Population (2001 Census)
- • Total: 533
- Time zone: UTC−3 (ART)
- CPA Base: B 6105
- Climate: Dfc

= Santa Regina, Buenos Aires =

Santa Regina is a town in the General Villegas Partido in the province of Buenos Aires, Argentina.

==Geography==
Santa Regina is located 75 km from the regional center of General Villegas.

==History==
The region around Santa Regina was first settled by Europeans in 1869, who constructed a fort in order to defend the region from attacks by native tribes. The fort's founding year is considered to have also been the founding year of Santa Regina, making it the oldest town in the partido. A railway station was constructed in the town in 1900, leading to the arrival of immigrants into the town a year later.

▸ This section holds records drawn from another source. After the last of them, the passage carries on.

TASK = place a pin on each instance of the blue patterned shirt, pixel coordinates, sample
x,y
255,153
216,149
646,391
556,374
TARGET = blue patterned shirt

In recent years, the town has suffered from several floods, notably in 1997 and 2016. Many of these floods have blocked road access to the community, leading to concerns over Santa Regina's future. In 2024, the town's post office was closed following an order from the Argentine government.

==Population==
According to INDEC, which collects population data for the country, the town had a population of 533 people as of the 2001 census.